The matter was discussed at a meeting called by Shah to form a unified strategy in region that is home to close to 30 million people and has some of the country’s biggest industrial clusters, but is splintered into several cities and towns with distinct administrative structures.
Together, the four key cities – Delhi, Gurugram, Noida and Ghaziabad -- account for over 100,000 infections till now, with the Capital alone recording close to 90% of it. Delhi, however, also has close to 67% of the NCR population and the highest per capita testing in the country, which means it is likely to detect more of the outbreak.
The states must focus on saving lives by ensuring Covid-19 infected people who need to get to a hospital are able to do so on time, and that the administrations use platforms such as Aarogya Setu and ITIHAAS, the home minister told the three CMs: Delhi’s Arvind Kejriwal, Haryana’s Manohar Lal Khattar and Uttar Pradesh’s Yogi Adityanath.

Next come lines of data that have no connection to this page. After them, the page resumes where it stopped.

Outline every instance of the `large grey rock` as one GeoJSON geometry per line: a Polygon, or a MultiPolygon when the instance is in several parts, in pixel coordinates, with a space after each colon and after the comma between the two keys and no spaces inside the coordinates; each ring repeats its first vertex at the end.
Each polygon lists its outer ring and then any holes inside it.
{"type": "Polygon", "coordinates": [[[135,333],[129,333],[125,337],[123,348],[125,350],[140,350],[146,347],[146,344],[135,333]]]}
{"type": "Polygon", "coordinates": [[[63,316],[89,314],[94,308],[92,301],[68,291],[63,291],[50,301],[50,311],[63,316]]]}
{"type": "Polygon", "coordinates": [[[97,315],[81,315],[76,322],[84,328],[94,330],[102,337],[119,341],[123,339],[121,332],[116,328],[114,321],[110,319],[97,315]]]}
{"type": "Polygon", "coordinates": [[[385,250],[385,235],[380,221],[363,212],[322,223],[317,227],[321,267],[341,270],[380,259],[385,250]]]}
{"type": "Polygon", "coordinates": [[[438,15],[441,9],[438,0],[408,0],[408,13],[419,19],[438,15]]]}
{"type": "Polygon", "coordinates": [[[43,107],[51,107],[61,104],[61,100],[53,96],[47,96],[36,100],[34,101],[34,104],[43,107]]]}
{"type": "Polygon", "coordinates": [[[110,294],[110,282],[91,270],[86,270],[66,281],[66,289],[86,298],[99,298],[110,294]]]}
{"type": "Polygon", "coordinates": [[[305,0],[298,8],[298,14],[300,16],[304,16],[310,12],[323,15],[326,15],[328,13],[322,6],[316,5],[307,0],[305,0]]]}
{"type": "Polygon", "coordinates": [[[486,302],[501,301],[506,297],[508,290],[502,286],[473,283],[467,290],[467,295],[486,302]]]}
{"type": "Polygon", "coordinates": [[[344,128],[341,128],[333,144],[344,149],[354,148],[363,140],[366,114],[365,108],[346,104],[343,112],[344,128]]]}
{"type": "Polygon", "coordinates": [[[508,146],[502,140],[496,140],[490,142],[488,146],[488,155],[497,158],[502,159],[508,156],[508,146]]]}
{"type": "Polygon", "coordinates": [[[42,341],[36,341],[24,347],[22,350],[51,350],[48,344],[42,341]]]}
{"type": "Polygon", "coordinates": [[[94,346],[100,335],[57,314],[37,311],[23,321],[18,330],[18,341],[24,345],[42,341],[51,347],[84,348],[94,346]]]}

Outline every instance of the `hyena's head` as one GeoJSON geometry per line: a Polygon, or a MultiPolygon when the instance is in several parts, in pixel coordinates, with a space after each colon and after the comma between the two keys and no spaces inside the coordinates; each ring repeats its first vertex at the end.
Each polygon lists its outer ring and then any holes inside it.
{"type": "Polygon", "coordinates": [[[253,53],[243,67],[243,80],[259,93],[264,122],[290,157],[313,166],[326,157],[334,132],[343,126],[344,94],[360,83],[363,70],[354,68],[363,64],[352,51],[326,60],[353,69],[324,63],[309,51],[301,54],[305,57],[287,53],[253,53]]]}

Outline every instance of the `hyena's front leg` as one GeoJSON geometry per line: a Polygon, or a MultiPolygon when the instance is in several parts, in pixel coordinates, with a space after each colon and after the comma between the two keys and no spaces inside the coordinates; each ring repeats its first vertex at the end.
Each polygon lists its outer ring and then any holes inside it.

Separately, the Union minister suggested that UP and Haryana ramp up tests using rapid antigen kits “to help reduce infection transmission rate”, a statement by a spokesperson quoted Shah as telling these leaders. These kits can be provided by the Union government to UP and Haryana, the minister added, according to tweets by a home ministry spokesperson.
Aarogya Setu logs close contacts and location histories of people using smartphones, ITIHAAS is a location tracking system based on mobile network data – this can identify people who have basic phones as well.
Antigen tests – they take 30 minutes for a result while lab tests can take at least a day – have helped Delhi double the number of daily tests in the span of a month, helping bolster the tracing and treatment process. The turnaround came in mid-June after a slew of meetings between central and state government officials who gathered after cases in the Capital recorded a sharp, sustained spike.
Officials in the Delhi government did not respond to requests for a comment on the meeting.
The challenges of the divided administrative nature of NCR – where millions of people move between these cities for work and study – came to fore when Delhi decided to reserve its hospital beds for people who live in the city, a move that was later overturned; Haryana virtually sealed its border with Delhi on several occasions, blaming infections contracted in Delhi for fuelling their outbreak; and Noida and Ghaziabad have not opened the border for all commuters yet.
According to a home ministry spokesperson, the meeting lasted over an hour and included health minister Harsh Vardhan, Niti Aayog member VK Paul and several other senior officials through video-conferencing.
A Haryana government official, asking not to be named, said the Union government nudged the state government to “increase testing and bring down the positivity rate” – the proportion of positive cases per sample – in order to better detect the outbreak.